The Canadian Centre for Policy Alternatives conducted research on the ratio between the pay of the country’s top 100 earners and that of an average worker. The Centre concluded that today’s CEOs earn 171 times more than the average worker. For comparison, in 1998 they earned 105 times more.
The Canadian Minister for Industry has launched a public consultation on Canada’s Corporation Act to identify ways to improve corporate governance in areas including executive remuneration disclosure, Board accountability and Board diversity.
A French court has approved a new version of the government’s controversial “millionaire tax” designed to tax high earners (those earning over €1 million) at a rate of 75%.
The court had said that 66% was the legal maximum for individual tax, leading the government to levy the tax on wages above €1 million on the company instead. The most vocal organisations about the approval have been the football clubs, who are worried about losing their best players.
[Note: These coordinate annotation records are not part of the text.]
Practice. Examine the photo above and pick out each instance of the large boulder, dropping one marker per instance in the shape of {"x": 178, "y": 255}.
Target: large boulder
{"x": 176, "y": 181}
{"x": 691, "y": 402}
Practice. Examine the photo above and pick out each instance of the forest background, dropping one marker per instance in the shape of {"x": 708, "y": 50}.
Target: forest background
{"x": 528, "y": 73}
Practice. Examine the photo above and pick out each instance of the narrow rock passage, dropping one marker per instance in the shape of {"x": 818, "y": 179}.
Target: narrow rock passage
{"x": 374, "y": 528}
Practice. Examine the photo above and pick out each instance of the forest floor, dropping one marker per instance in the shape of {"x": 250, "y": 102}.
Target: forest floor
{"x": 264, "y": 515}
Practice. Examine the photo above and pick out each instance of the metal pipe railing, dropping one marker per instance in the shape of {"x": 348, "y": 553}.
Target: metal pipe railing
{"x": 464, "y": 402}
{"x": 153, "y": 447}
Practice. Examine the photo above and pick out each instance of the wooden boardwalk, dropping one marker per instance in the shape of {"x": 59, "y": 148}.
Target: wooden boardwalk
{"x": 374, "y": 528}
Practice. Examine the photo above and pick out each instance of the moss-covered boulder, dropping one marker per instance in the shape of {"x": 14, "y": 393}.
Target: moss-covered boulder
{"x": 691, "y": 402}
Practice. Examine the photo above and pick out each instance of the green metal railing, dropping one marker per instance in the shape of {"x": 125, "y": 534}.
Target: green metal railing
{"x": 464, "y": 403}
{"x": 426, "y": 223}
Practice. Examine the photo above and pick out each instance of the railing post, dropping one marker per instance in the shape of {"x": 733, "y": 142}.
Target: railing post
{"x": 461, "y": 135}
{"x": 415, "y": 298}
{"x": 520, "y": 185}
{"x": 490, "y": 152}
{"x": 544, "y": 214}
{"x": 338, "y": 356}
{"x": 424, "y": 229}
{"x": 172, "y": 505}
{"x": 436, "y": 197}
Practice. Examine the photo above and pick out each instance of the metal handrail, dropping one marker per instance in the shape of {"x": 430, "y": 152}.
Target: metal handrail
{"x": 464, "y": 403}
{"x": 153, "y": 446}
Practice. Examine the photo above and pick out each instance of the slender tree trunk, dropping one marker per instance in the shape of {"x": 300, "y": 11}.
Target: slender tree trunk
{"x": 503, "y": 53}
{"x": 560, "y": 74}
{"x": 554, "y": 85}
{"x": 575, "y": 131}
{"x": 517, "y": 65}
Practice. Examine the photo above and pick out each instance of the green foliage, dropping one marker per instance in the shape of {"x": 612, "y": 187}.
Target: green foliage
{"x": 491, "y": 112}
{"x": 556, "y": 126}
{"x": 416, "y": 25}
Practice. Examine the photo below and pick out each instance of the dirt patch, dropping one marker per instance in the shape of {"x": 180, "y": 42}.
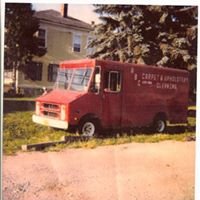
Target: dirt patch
{"x": 147, "y": 171}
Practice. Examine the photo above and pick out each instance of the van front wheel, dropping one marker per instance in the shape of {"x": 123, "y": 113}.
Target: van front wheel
{"x": 160, "y": 125}
{"x": 88, "y": 128}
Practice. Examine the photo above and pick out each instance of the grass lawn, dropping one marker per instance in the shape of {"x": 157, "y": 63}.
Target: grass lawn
{"x": 19, "y": 129}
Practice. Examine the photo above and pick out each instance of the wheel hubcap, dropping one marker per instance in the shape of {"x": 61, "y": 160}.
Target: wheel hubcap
{"x": 88, "y": 129}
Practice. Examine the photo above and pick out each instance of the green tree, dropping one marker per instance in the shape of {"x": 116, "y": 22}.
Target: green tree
{"x": 154, "y": 35}
{"x": 21, "y": 41}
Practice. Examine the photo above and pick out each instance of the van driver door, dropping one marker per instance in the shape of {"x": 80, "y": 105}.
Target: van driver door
{"x": 112, "y": 99}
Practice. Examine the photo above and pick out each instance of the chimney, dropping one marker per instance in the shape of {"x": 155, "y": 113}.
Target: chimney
{"x": 64, "y": 10}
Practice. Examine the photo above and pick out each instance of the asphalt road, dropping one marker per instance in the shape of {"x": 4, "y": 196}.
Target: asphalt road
{"x": 147, "y": 171}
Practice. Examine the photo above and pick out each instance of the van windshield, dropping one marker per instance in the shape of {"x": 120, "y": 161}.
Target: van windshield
{"x": 76, "y": 79}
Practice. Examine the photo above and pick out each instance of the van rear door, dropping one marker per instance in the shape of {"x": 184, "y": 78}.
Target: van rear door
{"x": 112, "y": 99}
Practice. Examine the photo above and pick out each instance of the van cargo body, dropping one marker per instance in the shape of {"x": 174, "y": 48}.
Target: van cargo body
{"x": 91, "y": 94}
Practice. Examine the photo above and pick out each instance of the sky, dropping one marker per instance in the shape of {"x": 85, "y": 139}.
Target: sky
{"x": 82, "y": 12}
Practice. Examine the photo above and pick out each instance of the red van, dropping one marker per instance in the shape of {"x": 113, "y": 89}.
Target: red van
{"x": 91, "y": 94}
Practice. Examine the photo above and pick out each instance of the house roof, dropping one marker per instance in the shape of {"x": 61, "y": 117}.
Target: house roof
{"x": 55, "y": 17}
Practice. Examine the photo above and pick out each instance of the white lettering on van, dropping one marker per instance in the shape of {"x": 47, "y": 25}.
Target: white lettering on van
{"x": 160, "y": 81}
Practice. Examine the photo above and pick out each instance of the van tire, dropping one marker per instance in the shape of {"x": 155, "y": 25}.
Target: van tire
{"x": 159, "y": 124}
{"x": 88, "y": 127}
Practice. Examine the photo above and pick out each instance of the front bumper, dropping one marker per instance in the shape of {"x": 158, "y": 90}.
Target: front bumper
{"x": 50, "y": 122}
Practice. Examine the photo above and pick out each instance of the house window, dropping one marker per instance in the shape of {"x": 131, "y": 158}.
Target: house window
{"x": 33, "y": 71}
{"x": 42, "y": 38}
{"x": 76, "y": 43}
{"x": 90, "y": 50}
{"x": 52, "y": 72}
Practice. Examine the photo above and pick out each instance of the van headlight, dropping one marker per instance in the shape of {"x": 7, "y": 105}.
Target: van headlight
{"x": 37, "y": 108}
{"x": 63, "y": 112}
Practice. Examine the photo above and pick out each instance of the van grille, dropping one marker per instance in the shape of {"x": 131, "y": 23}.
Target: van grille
{"x": 50, "y": 110}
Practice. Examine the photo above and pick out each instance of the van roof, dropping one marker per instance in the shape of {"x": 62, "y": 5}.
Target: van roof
{"x": 95, "y": 62}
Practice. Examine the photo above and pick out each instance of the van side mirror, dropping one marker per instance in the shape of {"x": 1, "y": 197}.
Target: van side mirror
{"x": 95, "y": 86}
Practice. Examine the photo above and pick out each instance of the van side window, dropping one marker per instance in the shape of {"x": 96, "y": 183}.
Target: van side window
{"x": 113, "y": 81}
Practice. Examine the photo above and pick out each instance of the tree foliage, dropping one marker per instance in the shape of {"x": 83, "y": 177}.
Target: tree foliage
{"x": 21, "y": 41}
{"x": 156, "y": 35}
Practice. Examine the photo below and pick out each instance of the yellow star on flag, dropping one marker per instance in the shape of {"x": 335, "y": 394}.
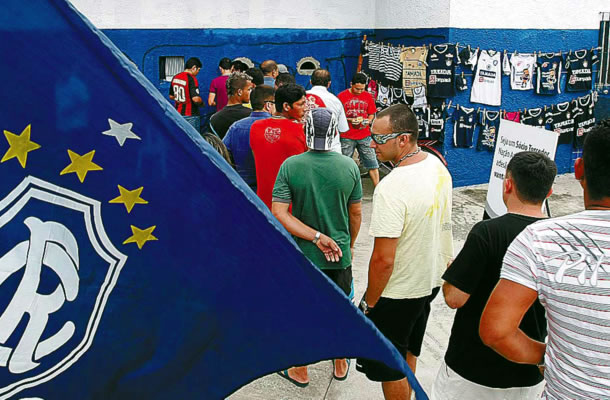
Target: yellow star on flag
{"x": 129, "y": 197}
{"x": 20, "y": 146}
{"x": 140, "y": 236}
{"x": 81, "y": 164}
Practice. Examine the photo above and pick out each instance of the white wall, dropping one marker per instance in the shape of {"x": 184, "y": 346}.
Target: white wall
{"x": 527, "y": 14}
{"x": 344, "y": 14}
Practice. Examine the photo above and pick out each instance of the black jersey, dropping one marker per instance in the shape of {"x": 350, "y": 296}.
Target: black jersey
{"x": 534, "y": 117}
{"x": 579, "y": 68}
{"x": 548, "y": 73}
{"x": 489, "y": 122}
{"x": 561, "y": 121}
{"x": 441, "y": 71}
{"x": 438, "y": 116}
{"x": 584, "y": 119}
{"x": 423, "y": 121}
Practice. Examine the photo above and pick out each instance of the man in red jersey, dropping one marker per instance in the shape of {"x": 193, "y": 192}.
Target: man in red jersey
{"x": 360, "y": 110}
{"x": 275, "y": 139}
{"x": 184, "y": 90}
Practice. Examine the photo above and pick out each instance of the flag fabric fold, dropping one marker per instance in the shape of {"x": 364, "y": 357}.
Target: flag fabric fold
{"x": 134, "y": 262}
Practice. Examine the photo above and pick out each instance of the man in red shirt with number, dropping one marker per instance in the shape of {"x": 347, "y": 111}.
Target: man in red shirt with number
{"x": 360, "y": 110}
{"x": 275, "y": 139}
{"x": 184, "y": 90}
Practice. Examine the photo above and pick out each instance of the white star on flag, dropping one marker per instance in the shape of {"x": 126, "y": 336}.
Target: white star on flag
{"x": 121, "y": 132}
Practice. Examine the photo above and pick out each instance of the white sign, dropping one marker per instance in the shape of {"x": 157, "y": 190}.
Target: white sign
{"x": 514, "y": 138}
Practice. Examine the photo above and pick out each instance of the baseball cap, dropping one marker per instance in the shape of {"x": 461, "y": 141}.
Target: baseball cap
{"x": 320, "y": 128}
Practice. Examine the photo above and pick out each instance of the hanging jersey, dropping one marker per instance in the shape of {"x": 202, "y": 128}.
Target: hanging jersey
{"x": 534, "y": 117}
{"x": 489, "y": 122}
{"x": 521, "y": 71}
{"x": 548, "y": 73}
{"x": 580, "y": 72}
{"x": 438, "y": 115}
{"x": 183, "y": 88}
{"x": 584, "y": 119}
{"x": 463, "y": 127}
{"x": 419, "y": 97}
{"x": 423, "y": 122}
{"x": 413, "y": 68}
{"x": 561, "y": 121}
{"x": 487, "y": 84}
{"x": 384, "y": 97}
{"x": 441, "y": 71}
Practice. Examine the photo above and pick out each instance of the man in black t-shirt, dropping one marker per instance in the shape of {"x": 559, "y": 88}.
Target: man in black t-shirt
{"x": 472, "y": 370}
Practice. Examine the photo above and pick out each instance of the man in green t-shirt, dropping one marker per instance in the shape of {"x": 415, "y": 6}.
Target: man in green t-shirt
{"x": 325, "y": 191}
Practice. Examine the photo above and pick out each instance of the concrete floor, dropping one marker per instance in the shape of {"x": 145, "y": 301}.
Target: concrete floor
{"x": 468, "y": 205}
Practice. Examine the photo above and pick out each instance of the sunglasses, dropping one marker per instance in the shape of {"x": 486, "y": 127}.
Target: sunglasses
{"x": 382, "y": 139}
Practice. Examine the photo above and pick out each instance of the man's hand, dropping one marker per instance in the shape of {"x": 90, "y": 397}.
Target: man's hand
{"x": 329, "y": 247}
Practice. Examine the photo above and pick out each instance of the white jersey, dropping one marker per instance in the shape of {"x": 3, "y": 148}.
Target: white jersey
{"x": 567, "y": 261}
{"x": 521, "y": 71}
{"x": 487, "y": 83}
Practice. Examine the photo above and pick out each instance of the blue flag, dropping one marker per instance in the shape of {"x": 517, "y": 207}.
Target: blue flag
{"x": 134, "y": 262}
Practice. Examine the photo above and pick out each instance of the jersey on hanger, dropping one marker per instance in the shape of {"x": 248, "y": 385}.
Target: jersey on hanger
{"x": 534, "y": 117}
{"x": 489, "y": 122}
{"x": 423, "y": 121}
{"x": 561, "y": 121}
{"x": 464, "y": 122}
{"x": 579, "y": 68}
{"x": 521, "y": 71}
{"x": 414, "y": 68}
{"x": 441, "y": 71}
{"x": 548, "y": 73}
{"x": 487, "y": 84}
{"x": 438, "y": 115}
{"x": 584, "y": 119}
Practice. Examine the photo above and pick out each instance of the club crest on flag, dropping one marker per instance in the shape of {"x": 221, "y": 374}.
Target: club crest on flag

In other French news, after negotiations broke down at a Goodyear tyre factory scheduled to close, the employees kidnapped senior executives. They threatened to hold them until the 1200 workers set to lose their jobs received higher payouts. The executives were set free after police became involved. A US executive suffered similar treatment mid last year in China.
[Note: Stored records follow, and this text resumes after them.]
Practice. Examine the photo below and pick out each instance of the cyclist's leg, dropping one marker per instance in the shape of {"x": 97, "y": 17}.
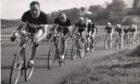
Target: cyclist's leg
{"x": 88, "y": 40}
{"x": 93, "y": 39}
{"x": 110, "y": 43}
{"x": 34, "y": 47}
{"x": 64, "y": 42}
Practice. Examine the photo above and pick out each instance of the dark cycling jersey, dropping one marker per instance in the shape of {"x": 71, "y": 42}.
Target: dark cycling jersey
{"x": 109, "y": 29}
{"x": 81, "y": 27}
{"x": 126, "y": 30}
{"x": 91, "y": 27}
{"x": 119, "y": 30}
{"x": 42, "y": 19}
{"x": 132, "y": 29}
{"x": 65, "y": 25}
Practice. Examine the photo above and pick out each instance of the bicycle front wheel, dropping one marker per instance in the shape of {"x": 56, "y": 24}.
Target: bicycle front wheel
{"x": 74, "y": 52}
{"x": 51, "y": 56}
{"x": 16, "y": 69}
{"x": 28, "y": 69}
{"x": 81, "y": 48}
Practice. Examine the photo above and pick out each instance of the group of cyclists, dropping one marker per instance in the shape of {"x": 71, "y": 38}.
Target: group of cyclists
{"x": 120, "y": 36}
{"x": 36, "y": 21}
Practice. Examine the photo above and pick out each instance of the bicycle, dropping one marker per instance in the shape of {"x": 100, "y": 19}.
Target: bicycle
{"x": 55, "y": 49}
{"x": 78, "y": 46}
{"x": 108, "y": 41}
{"x": 21, "y": 58}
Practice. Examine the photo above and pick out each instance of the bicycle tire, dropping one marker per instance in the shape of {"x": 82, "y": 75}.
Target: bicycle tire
{"x": 16, "y": 67}
{"x": 51, "y": 56}
{"x": 28, "y": 70}
{"x": 60, "y": 50}
{"x": 81, "y": 48}
{"x": 74, "y": 52}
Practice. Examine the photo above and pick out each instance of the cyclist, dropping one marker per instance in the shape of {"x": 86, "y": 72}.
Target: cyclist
{"x": 119, "y": 36}
{"x": 80, "y": 26}
{"x": 133, "y": 34}
{"x": 36, "y": 23}
{"x": 126, "y": 35}
{"x": 62, "y": 24}
{"x": 92, "y": 31}
{"x": 108, "y": 35}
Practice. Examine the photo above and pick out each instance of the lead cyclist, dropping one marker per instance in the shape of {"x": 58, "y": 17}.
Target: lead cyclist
{"x": 62, "y": 24}
{"x": 33, "y": 21}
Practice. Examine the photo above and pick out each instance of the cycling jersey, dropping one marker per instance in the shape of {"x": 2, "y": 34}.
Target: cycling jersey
{"x": 132, "y": 29}
{"x": 42, "y": 19}
{"x": 126, "y": 30}
{"x": 91, "y": 27}
{"x": 81, "y": 27}
{"x": 119, "y": 31}
{"x": 65, "y": 25}
{"x": 109, "y": 29}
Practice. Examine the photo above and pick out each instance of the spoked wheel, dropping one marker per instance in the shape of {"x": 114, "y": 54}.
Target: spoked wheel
{"x": 52, "y": 56}
{"x": 81, "y": 48}
{"x": 28, "y": 69}
{"x": 74, "y": 51}
{"x": 60, "y": 50}
{"x": 16, "y": 68}
{"x": 92, "y": 45}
The UK is still coping with the community backlash after a media report highlighted the remuneration of certain charity executives. The furore resulted in Public Administration Committee hearings on Charity CEO pay, which continued through December. Since the report was released, some donors have reportedly switched their donations to other organisations, and an enormous amount of commentary has surfaced about appropriate pay for not-for-profit executives. The Association of Chief Executives of Voluntary Organisations has released a “good pay guide” to help charities weather the storm via reasonable pay practices.
On 20 November final ordinance was approved in Switzerland implementing the Switzerland Minder Initiative proposals (voted on in the March 2013 referendum including a binding say on pay vote, bans on severance pay, annual voting for Directors). The ordinance came into force on 1 January 2014. Some of the new requirements are to be enforced from the first AGM and others by the second AGM. More details can be found here.